Monday, July 23, 2007

The Ugliness of Pro Sports

Last week a Michael Vick was indicted on federal charges relating to dogfighting. Sports Illustrated has written some well-researched pieces on the charges that give the background into the federal investigation of Vick and the three defendants who lived on Vick's property where dogfighting was alleged to have taken place. As for my opinion on Vick I am all about a person receiving his day in court before passing judgment -- the Duke lacrosse case taught us that. But after reading this, if these examples of cruelty to dogs are true then I hope the guy gets what is coming to him. People love their dogs second only to their children. I would not be surprised if the NFL faces a huge backlash from fans if the league doesn't step in and take some sort of action even before this trial takes place.

On the NBA front allegations emerged last week of an NBA referee betting on games, including those in which he officiated. This is worse than the Pete Rose betting controversy in that this referee potentially altered the outcome of NBA games, including five playoff games this past season. Bill Simmons' article on sums up the uphill battle the NBA faces to clean up its image -- although personally the NBA lost me as a fan years ago.
When news of the scandal broke on Friday, every diehard NBA fan had the same reaction.

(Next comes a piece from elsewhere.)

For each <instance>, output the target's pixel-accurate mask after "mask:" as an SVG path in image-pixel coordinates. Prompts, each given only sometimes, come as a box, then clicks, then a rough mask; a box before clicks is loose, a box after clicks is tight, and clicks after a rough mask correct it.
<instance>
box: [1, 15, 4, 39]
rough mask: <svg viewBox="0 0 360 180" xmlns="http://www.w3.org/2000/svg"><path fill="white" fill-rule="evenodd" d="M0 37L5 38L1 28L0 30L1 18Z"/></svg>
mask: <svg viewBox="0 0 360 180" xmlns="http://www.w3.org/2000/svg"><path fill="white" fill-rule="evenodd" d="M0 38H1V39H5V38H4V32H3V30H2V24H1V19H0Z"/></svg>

They weren't thinking, "I can't believe it!" or "Oh my God, how could this happen?" They were thinking, "Which one was it?"

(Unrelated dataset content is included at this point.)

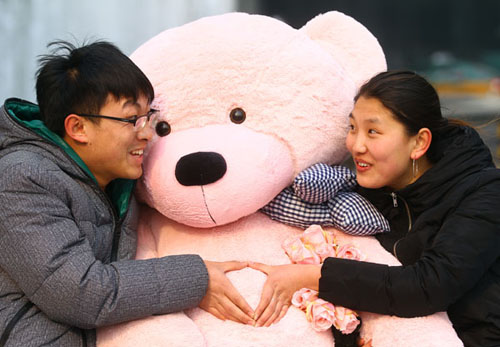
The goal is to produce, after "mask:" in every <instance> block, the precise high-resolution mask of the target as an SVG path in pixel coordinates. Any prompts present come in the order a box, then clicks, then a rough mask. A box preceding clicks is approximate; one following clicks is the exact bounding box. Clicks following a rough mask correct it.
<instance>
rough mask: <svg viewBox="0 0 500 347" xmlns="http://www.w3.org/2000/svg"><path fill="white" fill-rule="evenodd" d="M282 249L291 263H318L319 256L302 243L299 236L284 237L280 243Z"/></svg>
mask: <svg viewBox="0 0 500 347" xmlns="http://www.w3.org/2000/svg"><path fill="white" fill-rule="evenodd" d="M282 247H283V249H284V250H285V252H286V253H287V254H288V257H289V258H290V260H291V261H292V262H293V263H298V264H319V263H320V261H321V258H320V257H319V256H318V255H317V254H316V253H315V252H314V250H311V249H310V247H307V246H306V245H304V244H303V243H302V241H301V240H300V238H298V237H292V238H288V239H286V240H285V241H284V242H283V244H282Z"/></svg>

Finally America's national pasttime completes the professional sports bad news trifecta as one of its most sacred records -- Hank Aaron's 755 career home runs -- is about to broken in the coming days without much celebration from the baseball world. Outside of San Francisco baseball fans don't care as no one truly believes Barry Bonds competed fairly without the use of steroids. Even the baseball commissioner hasn't committed to being in attendance when Bonds breaks the record. Until baseball owns up to looking the other way while its players bulked up to freakish sizes by using steroids, many casual baseball fans will again be turned off by the sport.

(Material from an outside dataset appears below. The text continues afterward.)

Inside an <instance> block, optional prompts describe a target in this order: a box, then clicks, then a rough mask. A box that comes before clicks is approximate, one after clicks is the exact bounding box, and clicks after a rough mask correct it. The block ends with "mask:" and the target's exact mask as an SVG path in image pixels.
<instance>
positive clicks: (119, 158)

The common thread among these three events is that the incidents move the sports in directions that appeal less and less to the casual sports fan. Don't get me wrong, the Super Bowl will still be the most watched event on television. Diehard basketball & baseball fans will still follow their teams and watch the playoffs and the World Series. But in a time when professional athletes make 10, 50, or 100 times the salary that the average working American makes, scandals like these will only continue to deter people from tuning in.